To IBM’s credit, Buolamwini’s research pushed the company to radically improve its facial recognition technology. This, however, hasn’t stopped the problem of racial bias from reappearing in other IBM products like their AI Portrait Ars, or the industry at large. Until we can root out the biases baked into our society that keep reemerging in each new generation of technology, what is to be done?
Caroline Sinders, a machine learning designer who previously worked with IBM Watson, told Motherboard that part of the problem lies with a “lack of awareness that we need to test multiple genders or multiple races.” At the same time, Sinders asked whether the solution is as simple as more diversity in data. “When these failures pop up, it really does highlight a lack of diversity in the sets.
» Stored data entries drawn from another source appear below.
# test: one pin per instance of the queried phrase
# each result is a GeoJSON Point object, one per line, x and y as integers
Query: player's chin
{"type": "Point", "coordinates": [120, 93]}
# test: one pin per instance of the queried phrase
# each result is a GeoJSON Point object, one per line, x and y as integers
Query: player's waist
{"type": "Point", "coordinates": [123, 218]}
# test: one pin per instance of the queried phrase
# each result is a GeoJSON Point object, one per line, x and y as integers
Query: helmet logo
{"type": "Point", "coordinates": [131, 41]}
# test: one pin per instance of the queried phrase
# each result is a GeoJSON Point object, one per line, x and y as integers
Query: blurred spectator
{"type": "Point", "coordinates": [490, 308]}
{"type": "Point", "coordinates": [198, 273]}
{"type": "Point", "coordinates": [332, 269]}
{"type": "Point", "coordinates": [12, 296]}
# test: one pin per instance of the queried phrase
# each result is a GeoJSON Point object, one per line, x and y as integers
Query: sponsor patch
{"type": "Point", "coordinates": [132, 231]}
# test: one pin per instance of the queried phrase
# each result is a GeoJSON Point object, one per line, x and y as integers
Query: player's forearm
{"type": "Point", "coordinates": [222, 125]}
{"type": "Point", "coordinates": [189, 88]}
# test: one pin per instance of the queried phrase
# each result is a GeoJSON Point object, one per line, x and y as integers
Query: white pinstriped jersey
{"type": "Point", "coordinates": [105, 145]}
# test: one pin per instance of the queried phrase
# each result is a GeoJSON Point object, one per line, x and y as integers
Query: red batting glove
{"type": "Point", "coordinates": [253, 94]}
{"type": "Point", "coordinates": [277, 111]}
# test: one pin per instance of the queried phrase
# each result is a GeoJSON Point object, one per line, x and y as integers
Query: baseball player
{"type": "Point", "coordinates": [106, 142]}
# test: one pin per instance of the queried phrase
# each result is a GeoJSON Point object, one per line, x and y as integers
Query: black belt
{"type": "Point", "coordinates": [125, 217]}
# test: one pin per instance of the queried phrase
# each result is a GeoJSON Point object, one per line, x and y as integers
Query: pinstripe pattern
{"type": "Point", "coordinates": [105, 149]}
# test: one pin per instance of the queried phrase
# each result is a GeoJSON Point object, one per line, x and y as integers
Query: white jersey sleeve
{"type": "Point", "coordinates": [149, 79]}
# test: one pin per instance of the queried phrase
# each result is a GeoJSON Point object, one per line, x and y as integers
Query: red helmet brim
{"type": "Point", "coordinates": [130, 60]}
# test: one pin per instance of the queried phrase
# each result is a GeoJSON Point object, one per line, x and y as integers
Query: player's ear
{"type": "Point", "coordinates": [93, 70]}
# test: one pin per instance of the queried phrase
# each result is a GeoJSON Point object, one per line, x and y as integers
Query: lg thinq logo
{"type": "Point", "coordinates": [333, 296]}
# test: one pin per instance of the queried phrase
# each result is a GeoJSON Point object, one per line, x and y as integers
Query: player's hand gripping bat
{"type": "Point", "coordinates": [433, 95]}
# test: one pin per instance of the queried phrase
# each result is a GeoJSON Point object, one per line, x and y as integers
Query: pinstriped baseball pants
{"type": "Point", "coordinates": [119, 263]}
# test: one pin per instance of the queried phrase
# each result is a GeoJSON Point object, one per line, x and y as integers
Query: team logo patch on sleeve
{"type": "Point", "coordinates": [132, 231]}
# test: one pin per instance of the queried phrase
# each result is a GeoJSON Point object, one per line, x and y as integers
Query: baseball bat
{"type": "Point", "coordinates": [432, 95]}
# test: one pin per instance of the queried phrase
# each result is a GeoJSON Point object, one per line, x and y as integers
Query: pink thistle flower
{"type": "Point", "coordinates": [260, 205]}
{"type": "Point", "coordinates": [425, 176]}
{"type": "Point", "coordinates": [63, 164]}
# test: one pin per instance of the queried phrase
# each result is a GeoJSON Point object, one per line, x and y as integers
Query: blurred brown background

But also having a more diverse dataset for things that use facial images poses a problem where better facial apps lead to … better facial recognition. Do we necessarily want that?”
That’s a valid question when applied to the many in-the-field uses of AI and facial recognition technology, many of which are deployed disproportionately by police against people of color. As Sinders mentioned, better facial apps leads to better facial recognition—but do we need yet another AI face app at all?
Today, the problem of getting datasets that represent populations accurately and the legacy of technology being used to preserve power systems are very much interlinked. In a New York Times op-ed, Buolamwini talks about the “coded gaze,” a phenomenon where “A.I. systems are shaped by the priorities and prejudices — conscious and unconscious — of the people who design them.” The extremely high rates of misidentification that plague facial recognition software when used on people of color have led to calls for its complete and total ban. These embedded biases can affect hiring prospects, misidentify innocent people, and give unaccountable actors in the private sector or law enforcement apparatus greater information about our personal lives, without our consent. Already some cities have already banned the technology, and Congress is expected to vote on legislation that would forbid face recognition in government-owned public housing.
All of this, however, makes clear that it’s not exactly clear what the best way to stop this is. Do we use more data to empower problematic technology? Do we use algorithms to de-bias other algorithms? Do we risk continuing to disrupt people’s lives while we figure this thing out? Maybe all this means that the answer is that we can’t, at least not without first questioning whether such fundamentally problematic technology should exist at all.